BirdLife International is a global partnership of conservation organisations (NGOs) that strives to conserve birds, their habitats and global biodiversity, working with people towards sustainability in the use of natural resources. Together we are over 100 BirdLife Partners worldwide – one per country or territory – and growing. 

We are driven by our belief that local people, working for nature in their own places but connected nationally and internationally through our global Partnership, are the key to sustaining all life on this planet.

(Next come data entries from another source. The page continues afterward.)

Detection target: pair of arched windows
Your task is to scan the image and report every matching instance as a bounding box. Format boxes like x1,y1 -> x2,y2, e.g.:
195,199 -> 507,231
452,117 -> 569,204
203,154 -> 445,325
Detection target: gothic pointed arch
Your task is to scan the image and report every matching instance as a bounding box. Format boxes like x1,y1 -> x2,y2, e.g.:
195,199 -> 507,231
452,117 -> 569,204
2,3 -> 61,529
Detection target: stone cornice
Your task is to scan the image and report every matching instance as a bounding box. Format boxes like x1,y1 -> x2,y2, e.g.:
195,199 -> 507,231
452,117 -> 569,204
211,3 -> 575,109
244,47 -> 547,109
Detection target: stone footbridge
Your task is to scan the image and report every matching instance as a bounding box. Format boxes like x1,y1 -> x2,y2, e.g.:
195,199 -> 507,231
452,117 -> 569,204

This unique local-to-global approach delivers high impact and long-term conservation for the benefit of nature and people.

BirdLife is widely recognised as the world leader in bird conservation. Rigorous science informed by practical feedback from projects on the ground in important sites and habitats enables us to implement successful conservation programmes for birds and all nature. Our actions are providing both practical and sustainable solutions significantly benefiting nature and people. 

How does BirdLife International work?

Each BirdLife Partner is an independent environmental or wildlife not-for-profit, non-governmental organisation (NGO). Most Partners are best known outside of the Partnership by their organisation’s name. This allows each Partner to maintain its individual national identity within the Global Partnership

BirdLife Partners work together in a collaborative, coordinated fashion across national boundaries to build a global Partnership of national conservation organisations.

The BirdLife partnership has 6 Regional BirdLife Coordination Offices throughout the world and a Global Office in Cambridge, UK – together known as “The BirdLife International Secretariat”. The Secretariat co-ordinate and facilitate the BirdLife International strategies, programmes and policies.

BirdLife International in numbers

As the world’s largest Nature Conservation partnership BirdLife International has more than 10 million members and supporters.

This comprises 2.72 million members and 7.2 million people who supported BirdLife Partners in 2015 without being members.

BirdLife Partner Environmental NGOs worked with over 4,000 local groups, including action at more than 1,000 Important Bird and Biodiversity Areas; and our work involved 1.9 million young people (under 18).

The BirdLife Partnership employs nearly 8,000 staff supported by 5,000 volunteers.

The BirdLife partnership has a combined budget of US$ 636 million as of the end of 2014.

BirdLife – the World’s Oldest International Conservation Organisation

1922 has been described as an annus mirabilis (a ‘miracle year’) for many reasons – literary, political and technological. Perhaps most importantly, it was the year that public radio hit the global airwaves. Suddenly, it became possible to reach huge audiences with new ideas and information and people began to take an active interest in the world beyond their provincial and national borders.

However, sharing ideas on new global perspectives can change the world only if people act on them. That’s exactly what happened at midday on 20 June, 1922, when a group of people from different countries met at the London home of the erstwhile UK Minister of Finance to found The International Council for Bird Preservation (ICBP).

This was the world’s first international conservation organisation, as renowned Swedish zoologist Professor Kai Curry-Lindahl described decades later. It’s where the BirdLife International Partnership has its roots.

The visionaries who  met that day included Dr T. Gilbert Pearson, co-founder and president of the National Association of Audubon Societies (now National Audubon in the USA); Frank E. Lemon, honorary secretary of the Royal Society for the Protection of Birds (RSPB, now BirdLife in the UK); Jean Delacour, president of the Ligue pour la Protection des Oiseaux (LPO, now BirdLife in France); and P.G. Van Tienhoven and Dr A. Burdet of the Netherlands.